Charter Schools FAQ
What is a charter school?
A charter school, or public school academy, is a public school held to all, if not more, standards than a traditional public school. A university, community college, intermediate school district, or a traditional K-12 school district authorizes a charter school. It is designed to allow innovative and accountable choices to families.
Why do we need charter schools?
Charter schools give parents and students a choice. Geographic and demographic conditions should not dictate a student’s choice of school. Also, each student learns differently and should have options to choose the best learning environment to maximize their potential.
What is the difference between traditional public schools and charter schools?
Charter schools are public schools in every sense, but they are free to be more innovative for the means of improving student achievement. In exchange for this freedom, charter schools are help to a higher standard in terms of being accountable for fulfilling their chartered mission.
When did the first charter school open in Michigan?
After the passing of legislation in 1993, the first charter school opened its doors.
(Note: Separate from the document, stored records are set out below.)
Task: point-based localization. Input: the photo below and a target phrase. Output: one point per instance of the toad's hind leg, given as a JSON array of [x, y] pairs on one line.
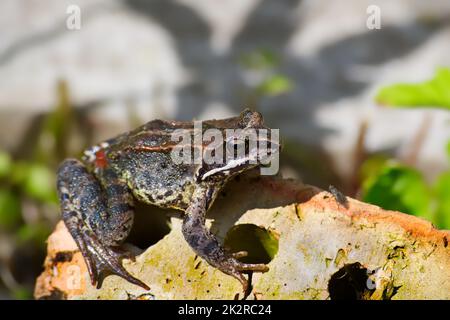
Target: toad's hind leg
[[206, 245], [98, 218]]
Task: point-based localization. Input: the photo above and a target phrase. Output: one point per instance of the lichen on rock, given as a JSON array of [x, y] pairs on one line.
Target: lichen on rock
[[315, 249]]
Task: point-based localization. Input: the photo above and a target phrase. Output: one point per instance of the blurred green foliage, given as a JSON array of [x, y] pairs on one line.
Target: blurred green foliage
[[274, 85], [265, 64], [395, 186], [432, 93]]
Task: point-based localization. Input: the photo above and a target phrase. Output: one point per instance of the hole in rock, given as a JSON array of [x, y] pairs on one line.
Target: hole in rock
[[260, 243]]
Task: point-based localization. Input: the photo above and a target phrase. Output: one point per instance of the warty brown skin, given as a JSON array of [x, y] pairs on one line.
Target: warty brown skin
[[97, 195]]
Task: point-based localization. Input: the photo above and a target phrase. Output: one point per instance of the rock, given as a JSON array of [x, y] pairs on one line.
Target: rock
[[320, 250]]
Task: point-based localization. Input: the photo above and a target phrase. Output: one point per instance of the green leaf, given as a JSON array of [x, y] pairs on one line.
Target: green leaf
[[39, 183], [36, 233], [10, 211], [275, 85], [259, 59], [432, 93], [442, 194], [5, 164], [399, 188]]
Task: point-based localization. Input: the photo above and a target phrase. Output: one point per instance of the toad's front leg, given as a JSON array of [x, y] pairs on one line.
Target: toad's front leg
[[206, 245], [98, 218]]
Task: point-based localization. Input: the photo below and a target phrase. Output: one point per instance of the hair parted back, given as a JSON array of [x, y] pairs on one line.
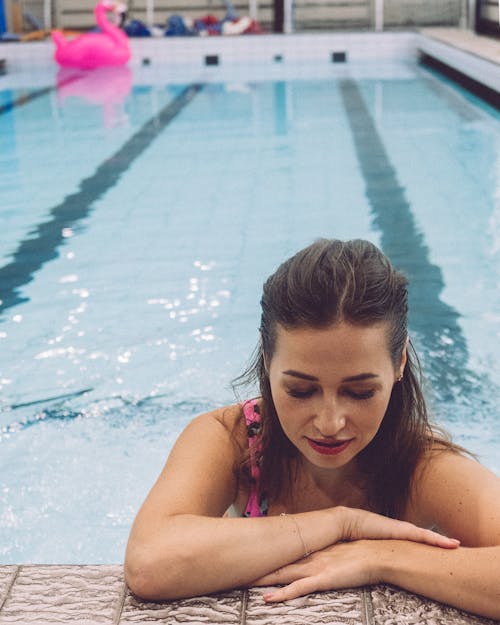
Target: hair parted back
[[326, 283]]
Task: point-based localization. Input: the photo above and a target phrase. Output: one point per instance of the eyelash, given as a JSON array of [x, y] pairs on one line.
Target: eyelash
[[306, 394]]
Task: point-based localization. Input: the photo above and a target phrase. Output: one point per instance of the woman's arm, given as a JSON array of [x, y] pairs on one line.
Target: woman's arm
[[181, 546], [451, 492]]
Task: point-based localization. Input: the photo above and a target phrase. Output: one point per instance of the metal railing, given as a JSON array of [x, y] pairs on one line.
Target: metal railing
[[285, 16]]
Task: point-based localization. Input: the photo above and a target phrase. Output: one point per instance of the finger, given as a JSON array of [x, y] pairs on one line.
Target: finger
[[403, 530], [296, 589]]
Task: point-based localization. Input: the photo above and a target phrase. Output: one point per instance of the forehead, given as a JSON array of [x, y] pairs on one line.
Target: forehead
[[343, 346]]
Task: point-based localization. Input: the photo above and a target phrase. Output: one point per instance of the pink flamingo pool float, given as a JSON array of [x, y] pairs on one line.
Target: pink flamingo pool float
[[94, 49]]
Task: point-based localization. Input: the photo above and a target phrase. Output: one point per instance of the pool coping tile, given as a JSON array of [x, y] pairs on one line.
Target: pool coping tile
[[93, 594]]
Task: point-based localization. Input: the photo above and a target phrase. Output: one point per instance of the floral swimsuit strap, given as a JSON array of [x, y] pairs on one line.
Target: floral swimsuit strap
[[256, 504]]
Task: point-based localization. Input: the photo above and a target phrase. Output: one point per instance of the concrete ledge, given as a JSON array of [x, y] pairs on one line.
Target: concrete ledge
[[90, 595], [472, 55]]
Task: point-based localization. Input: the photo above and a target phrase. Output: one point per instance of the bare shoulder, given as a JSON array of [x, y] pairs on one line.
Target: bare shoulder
[[200, 474], [456, 495]]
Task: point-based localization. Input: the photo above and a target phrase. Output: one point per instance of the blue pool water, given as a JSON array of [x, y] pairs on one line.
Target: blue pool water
[[140, 216]]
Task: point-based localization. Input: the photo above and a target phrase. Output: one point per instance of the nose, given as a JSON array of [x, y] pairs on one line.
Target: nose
[[330, 418]]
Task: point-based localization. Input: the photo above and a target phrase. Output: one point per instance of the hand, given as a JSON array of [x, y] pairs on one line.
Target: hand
[[344, 565], [359, 524]]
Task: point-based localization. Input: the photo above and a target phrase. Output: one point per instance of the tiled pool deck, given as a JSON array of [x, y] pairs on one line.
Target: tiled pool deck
[[84, 595]]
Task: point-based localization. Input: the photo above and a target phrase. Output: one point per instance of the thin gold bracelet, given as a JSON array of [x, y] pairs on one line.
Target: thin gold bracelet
[[306, 550]]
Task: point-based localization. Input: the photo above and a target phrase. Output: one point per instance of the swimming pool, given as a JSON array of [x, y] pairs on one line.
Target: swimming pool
[[141, 213]]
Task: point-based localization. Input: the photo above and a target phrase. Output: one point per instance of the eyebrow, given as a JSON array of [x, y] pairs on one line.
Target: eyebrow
[[352, 378]]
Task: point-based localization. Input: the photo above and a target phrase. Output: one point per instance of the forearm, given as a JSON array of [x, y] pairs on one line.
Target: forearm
[[189, 555], [467, 578]]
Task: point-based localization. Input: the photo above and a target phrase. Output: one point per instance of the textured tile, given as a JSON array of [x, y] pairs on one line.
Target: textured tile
[[47, 595], [334, 607], [218, 608], [7, 575], [392, 606]]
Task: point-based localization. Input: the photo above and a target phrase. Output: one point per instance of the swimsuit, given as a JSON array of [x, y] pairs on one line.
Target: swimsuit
[[257, 503]]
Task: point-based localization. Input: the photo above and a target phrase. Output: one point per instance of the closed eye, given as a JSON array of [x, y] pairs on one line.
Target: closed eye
[[360, 396], [300, 394]]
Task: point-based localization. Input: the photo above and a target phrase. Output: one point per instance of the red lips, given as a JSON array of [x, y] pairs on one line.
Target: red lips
[[329, 448]]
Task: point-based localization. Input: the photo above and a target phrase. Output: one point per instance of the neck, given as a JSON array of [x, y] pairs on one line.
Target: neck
[[338, 486]]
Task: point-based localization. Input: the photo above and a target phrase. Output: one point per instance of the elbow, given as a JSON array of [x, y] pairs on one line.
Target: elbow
[[149, 581], [153, 579]]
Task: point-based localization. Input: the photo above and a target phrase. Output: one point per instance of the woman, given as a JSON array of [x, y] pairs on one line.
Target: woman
[[334, 470]]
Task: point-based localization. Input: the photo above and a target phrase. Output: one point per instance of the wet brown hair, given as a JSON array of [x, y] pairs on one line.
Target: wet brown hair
[[326, 283]]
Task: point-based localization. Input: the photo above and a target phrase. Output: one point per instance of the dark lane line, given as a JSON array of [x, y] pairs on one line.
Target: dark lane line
[[34, 95], [435, 321], [42, 243]]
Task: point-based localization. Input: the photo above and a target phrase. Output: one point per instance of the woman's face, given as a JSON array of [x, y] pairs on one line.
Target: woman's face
[[331, 388]]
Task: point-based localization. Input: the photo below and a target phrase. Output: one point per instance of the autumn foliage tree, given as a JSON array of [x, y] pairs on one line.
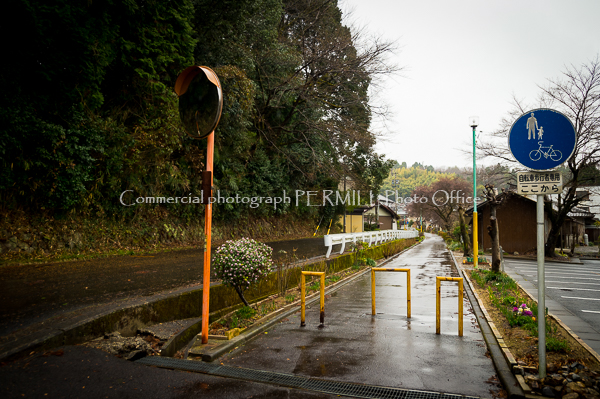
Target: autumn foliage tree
[[440, 200]]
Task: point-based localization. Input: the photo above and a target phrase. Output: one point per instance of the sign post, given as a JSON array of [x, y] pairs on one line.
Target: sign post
[[541, 139]]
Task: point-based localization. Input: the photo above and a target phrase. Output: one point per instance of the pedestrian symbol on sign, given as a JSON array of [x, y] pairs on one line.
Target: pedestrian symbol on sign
[[531, 126]]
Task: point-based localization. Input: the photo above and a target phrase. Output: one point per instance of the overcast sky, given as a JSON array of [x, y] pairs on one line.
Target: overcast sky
[[468, 57]]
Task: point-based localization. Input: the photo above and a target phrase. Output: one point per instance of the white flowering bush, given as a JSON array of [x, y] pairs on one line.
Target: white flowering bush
[[242, 262]]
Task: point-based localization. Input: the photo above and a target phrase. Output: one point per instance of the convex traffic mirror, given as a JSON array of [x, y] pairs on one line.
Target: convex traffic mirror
[[200, 100]]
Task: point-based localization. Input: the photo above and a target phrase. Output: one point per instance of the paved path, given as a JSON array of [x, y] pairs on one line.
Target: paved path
[[572, 293], [387, 349]]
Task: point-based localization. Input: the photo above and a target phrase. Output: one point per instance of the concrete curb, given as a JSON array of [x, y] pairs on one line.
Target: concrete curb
[[563, 325], [497, 348], [213, 354]]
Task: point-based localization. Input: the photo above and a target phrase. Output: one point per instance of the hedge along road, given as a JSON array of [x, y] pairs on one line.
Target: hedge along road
[[35, 292]]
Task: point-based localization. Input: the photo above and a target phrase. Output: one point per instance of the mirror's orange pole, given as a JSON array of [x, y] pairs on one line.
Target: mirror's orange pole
[[207, 233]]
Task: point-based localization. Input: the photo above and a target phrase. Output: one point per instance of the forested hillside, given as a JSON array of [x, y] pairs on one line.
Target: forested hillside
[[88, 110]]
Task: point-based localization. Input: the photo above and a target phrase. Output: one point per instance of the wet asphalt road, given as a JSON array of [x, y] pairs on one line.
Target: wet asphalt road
[[387, 349], [572, 293], [33, 293]]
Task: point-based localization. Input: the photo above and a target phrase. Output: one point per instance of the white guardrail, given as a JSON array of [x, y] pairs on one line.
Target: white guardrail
[[370, 237]]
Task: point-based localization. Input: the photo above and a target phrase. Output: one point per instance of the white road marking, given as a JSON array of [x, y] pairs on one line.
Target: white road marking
[[578, 297], [559, 271], [570, 282], [578, 278]]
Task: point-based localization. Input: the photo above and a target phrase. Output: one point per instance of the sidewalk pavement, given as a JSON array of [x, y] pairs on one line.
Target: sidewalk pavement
[[387, 349]]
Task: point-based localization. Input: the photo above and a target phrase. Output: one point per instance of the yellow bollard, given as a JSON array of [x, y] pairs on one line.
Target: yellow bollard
[[303, 297], [383, 269], [438, 300]]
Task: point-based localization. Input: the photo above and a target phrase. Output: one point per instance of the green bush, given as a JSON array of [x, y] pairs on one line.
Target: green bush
[[242, 262]]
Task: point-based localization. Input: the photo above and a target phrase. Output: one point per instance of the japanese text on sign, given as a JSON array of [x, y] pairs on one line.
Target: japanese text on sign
[[539, 183]]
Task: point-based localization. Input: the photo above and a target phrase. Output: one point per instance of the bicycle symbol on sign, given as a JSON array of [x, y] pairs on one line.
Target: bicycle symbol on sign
[[554, 155]]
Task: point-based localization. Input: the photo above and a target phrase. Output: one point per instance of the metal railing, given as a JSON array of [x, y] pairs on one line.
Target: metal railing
[[370, 237]]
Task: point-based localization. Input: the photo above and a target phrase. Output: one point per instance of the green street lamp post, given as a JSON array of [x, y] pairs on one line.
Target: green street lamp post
[[474, 122]]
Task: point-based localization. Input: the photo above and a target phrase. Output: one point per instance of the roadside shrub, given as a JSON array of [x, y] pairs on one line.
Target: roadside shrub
[[242, 262]]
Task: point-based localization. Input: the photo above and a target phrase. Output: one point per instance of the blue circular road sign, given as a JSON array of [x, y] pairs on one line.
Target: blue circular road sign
[[542, 139]]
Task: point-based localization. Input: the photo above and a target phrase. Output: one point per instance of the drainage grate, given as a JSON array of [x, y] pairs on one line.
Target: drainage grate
[[179, 364], [295, 381]]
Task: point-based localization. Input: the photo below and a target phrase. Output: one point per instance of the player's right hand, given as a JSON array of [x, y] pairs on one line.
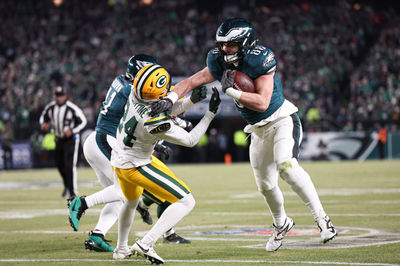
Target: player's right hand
[[214, 101], [162, 105], [198, 94], [227, 80]]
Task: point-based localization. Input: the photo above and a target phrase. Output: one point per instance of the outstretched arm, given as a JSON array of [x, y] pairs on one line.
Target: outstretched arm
[[202, 77]]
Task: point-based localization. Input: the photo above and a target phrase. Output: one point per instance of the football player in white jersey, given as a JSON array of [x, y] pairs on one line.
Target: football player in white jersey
[[136, 168], [97, 150]]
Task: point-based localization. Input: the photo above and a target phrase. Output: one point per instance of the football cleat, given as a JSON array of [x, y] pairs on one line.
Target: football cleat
[[148, 252], [96, 242], [326, 228], [64, 193], [122, 253], [75, 212], [144, 213], [175, 239], [275, 241]]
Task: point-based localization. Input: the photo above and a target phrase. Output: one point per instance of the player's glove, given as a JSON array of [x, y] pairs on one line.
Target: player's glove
[[227, 80], [189, 126], [164, 150], [214, 101], [198, 94], [162, 105]]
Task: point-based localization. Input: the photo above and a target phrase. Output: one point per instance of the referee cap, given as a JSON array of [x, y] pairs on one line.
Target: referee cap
[[59, 91]]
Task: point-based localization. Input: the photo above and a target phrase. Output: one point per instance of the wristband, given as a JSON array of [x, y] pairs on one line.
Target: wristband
[[233, 93], [173, 96]]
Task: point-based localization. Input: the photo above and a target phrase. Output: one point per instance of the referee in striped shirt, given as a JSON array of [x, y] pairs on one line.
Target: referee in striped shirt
[[65, 120]]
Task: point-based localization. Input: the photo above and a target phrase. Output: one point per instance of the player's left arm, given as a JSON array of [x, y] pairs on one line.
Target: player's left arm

In 1994, 14 charter schools opened.
How many charter schools are there currently in Michigan?
There are 255 charter schools in the state, which includes 19 new schools in the 2011-2012 school year.
How many students do charter schools serve?
Currently, there are more than 116,000 Michigan students enrolled in charter schools, which is about 7% of all students in the state.
Do charter schools employ certified teachers?
Yes. All charter schools must use state-certified teachers. Special exceptions are granted to schools that are chartered by a state university or community college that may wish to use collegiate staff to teach charter school students.
Can charter schools choose their own students?
No. Charter schools are open to all students. When the number of student applications exceeds the number of available seats, a random selection lottery is held to determine which students will be enrolled. Charter schools actually enroll a higher proportion of poor, minority students than traditional public schools.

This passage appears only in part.